7. The device of claim 1, further comprising a storage medium for storing at least a portion of the First Information Signal.

8. The device of claim 1, further comprising means for generating at least a portion of the Second Information Signal from data stored within said communication device.

9. The device of claim 1, further comprising a stored record of biometric data pertaining to a holder of said communication device, and wherein the signal-generating device is adapted to include at least some of said data in the Second Information Signal.

10. The device of claim 1, further comprising:
an energy-transfer element; and an energy-storage element that is rechargable through the energy-transfer element.

11. The device of claim 10, wherein the energy-transfer element comprises a coil.

12. The device of claim 10, wherein the energy-storage element comprises a capacitor.

13. The device of claim 1, further comprising a solar cell and an energy storage device chargeable from the solar cell.

14. The device of claim 1, further comprising:
a signal processor having a sleep mode and a waking mode; and means for regularly awakening the processor from the sleep mode.

15. The device of claim 1, further comprising:
a signal processor having a sleep mode and a waking mode; and a radio-frequency (RF) detector, wherein:
the signal processor is responsive to the RF detector such that when the presence of an RF field is detected, the signal processor is awakened from the sleep mode.

16. The device of claim 1, further comprising:
a graphic; and an antenna at least partially situated beneath the graphic.

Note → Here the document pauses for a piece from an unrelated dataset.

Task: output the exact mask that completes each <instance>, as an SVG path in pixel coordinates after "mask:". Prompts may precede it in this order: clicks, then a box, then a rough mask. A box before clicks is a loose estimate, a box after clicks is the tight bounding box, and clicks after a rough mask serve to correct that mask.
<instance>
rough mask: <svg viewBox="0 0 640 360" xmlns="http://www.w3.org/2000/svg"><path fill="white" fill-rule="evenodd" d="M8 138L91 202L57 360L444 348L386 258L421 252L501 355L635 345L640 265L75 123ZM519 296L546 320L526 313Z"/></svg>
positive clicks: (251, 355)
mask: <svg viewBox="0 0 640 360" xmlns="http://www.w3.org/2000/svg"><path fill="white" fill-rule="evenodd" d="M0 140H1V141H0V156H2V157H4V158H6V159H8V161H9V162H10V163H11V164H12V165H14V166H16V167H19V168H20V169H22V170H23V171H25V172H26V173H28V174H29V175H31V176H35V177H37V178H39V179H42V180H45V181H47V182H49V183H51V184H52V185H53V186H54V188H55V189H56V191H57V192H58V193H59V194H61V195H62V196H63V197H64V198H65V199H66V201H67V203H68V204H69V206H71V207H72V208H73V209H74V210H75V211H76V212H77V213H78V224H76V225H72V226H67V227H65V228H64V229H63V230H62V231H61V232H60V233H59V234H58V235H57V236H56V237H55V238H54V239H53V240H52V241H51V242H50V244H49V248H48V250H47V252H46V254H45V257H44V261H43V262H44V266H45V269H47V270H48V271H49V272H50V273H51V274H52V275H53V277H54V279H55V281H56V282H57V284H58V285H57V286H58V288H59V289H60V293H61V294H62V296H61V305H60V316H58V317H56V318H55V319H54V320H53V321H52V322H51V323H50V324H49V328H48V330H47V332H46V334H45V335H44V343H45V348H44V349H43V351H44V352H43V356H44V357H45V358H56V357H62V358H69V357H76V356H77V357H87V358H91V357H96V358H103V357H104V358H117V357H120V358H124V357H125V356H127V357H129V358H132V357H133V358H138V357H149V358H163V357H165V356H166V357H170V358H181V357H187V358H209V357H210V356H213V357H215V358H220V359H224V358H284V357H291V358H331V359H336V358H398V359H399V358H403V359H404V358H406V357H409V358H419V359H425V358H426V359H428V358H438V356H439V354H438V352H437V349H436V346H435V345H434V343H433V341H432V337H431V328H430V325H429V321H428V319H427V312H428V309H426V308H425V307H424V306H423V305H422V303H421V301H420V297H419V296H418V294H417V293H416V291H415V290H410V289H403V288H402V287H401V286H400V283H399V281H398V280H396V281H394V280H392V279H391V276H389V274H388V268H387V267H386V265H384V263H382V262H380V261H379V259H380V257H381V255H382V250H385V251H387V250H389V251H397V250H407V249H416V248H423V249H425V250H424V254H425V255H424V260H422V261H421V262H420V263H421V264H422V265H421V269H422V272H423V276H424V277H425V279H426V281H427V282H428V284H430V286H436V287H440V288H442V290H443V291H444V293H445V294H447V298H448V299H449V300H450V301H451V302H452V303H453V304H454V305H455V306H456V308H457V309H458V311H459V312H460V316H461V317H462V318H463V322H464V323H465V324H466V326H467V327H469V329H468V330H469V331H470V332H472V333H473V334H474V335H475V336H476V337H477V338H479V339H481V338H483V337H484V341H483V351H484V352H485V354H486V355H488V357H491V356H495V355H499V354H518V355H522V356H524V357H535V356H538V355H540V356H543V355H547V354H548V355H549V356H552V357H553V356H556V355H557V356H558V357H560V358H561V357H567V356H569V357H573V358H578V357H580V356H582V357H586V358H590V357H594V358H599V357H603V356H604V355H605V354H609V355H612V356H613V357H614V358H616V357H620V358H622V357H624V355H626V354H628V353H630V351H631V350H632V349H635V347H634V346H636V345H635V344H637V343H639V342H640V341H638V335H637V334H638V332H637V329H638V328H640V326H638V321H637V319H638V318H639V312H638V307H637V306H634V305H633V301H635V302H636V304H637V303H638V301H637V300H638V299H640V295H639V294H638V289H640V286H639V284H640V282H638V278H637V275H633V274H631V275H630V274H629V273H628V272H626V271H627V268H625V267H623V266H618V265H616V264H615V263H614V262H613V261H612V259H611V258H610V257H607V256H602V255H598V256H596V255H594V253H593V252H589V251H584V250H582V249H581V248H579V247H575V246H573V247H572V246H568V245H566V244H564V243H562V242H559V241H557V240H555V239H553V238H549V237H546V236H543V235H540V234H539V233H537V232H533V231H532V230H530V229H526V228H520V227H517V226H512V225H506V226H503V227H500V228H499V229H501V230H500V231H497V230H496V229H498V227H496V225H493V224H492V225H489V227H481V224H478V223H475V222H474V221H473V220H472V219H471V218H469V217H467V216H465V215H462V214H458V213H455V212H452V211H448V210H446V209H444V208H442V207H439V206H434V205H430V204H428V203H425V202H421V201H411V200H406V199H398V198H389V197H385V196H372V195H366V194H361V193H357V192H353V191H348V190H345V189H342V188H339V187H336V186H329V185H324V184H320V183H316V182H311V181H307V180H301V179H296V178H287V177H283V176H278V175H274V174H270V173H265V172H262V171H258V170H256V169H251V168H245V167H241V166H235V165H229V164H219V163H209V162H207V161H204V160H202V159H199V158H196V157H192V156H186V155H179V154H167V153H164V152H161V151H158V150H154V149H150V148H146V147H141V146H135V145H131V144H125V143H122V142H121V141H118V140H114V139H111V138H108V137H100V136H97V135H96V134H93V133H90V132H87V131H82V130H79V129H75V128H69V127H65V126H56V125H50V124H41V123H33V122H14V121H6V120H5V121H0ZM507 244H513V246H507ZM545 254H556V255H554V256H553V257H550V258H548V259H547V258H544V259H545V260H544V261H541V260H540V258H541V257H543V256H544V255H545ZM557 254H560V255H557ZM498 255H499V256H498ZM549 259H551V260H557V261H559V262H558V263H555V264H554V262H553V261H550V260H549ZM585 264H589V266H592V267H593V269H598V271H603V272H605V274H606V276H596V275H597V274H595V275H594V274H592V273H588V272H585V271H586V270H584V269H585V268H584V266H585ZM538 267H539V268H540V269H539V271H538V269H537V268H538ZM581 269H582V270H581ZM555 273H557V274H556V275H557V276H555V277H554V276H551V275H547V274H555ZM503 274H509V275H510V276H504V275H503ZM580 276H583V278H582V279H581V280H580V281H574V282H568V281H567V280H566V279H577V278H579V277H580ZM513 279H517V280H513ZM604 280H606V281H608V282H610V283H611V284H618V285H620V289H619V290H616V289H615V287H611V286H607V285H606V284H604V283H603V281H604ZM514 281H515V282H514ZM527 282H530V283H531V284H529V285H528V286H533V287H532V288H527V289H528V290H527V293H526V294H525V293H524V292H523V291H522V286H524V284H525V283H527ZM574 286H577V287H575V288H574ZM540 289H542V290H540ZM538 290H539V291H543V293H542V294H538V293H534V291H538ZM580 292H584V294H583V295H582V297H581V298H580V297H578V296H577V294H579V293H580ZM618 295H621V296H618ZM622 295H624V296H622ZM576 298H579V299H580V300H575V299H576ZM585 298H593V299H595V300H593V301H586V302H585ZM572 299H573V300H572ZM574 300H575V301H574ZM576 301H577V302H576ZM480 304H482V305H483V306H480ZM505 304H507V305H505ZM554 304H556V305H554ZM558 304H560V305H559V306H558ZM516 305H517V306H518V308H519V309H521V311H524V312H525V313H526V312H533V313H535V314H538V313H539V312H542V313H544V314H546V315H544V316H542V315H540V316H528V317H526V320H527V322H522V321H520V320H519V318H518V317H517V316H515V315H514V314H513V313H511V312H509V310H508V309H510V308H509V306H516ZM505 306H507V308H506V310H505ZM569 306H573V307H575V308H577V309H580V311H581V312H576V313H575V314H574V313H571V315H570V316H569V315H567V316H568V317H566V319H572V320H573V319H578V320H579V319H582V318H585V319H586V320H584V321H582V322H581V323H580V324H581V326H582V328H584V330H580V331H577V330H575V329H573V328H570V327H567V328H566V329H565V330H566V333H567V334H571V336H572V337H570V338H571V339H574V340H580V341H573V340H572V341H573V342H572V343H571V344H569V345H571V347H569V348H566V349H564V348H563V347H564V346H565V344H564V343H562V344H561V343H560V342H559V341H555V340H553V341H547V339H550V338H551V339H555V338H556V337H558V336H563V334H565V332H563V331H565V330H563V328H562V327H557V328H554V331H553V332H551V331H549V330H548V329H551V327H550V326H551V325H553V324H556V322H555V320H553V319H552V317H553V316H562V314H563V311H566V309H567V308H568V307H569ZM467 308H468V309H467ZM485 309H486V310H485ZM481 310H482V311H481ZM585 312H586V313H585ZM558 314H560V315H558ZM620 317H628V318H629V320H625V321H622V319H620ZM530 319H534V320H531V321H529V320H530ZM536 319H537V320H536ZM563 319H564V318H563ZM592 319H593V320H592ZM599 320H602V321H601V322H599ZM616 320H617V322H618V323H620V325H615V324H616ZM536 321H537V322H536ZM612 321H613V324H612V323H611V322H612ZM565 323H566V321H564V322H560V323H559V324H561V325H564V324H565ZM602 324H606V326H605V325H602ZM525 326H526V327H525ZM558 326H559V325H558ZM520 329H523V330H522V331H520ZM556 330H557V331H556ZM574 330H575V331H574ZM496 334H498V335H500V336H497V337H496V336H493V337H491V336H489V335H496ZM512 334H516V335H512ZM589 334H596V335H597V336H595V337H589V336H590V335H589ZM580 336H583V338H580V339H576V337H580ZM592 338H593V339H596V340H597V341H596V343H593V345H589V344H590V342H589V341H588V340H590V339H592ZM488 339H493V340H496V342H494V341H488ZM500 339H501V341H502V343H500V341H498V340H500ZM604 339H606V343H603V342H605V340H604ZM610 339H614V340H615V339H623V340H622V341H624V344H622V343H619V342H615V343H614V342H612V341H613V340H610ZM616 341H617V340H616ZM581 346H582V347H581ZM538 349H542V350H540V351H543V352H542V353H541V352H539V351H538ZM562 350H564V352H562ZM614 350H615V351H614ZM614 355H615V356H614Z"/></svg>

17. The device of claim 1, further comprising:
a graphic; and an energy transfer device at least partially situated beneath the graphic.

18. The device of claim 16 or claim 17, wherein the graphic is a picture of a holder of said communication device.

19. The device of claim 16 or claim 17, wherein the graphic is a company or organizational logo.

20. The device of claim 1, further comprising:
a plurality of pushbuttons constituting a mathematical keyboard; and a microprocessor in receiving relationship to the pushbuttons, the microprocessor adapted to perform at least some mathematical operations in response to manipulations of the pushbuttons, and to display results of such operations on the display device.

21. The device of claim 1, further comprising:
at least one pushbutton for designating an emergency mode; and means, responsive to the pushbutton, for executing an emergency mode upon receipt of the next First Information Signal after an emergency mode has been designated; wherein:

the signal-generating device is responsive to the emergency-mode executing means, such that when the emergency mode is executed, a Second Information Signal is generated containing data indicating an emergency condition.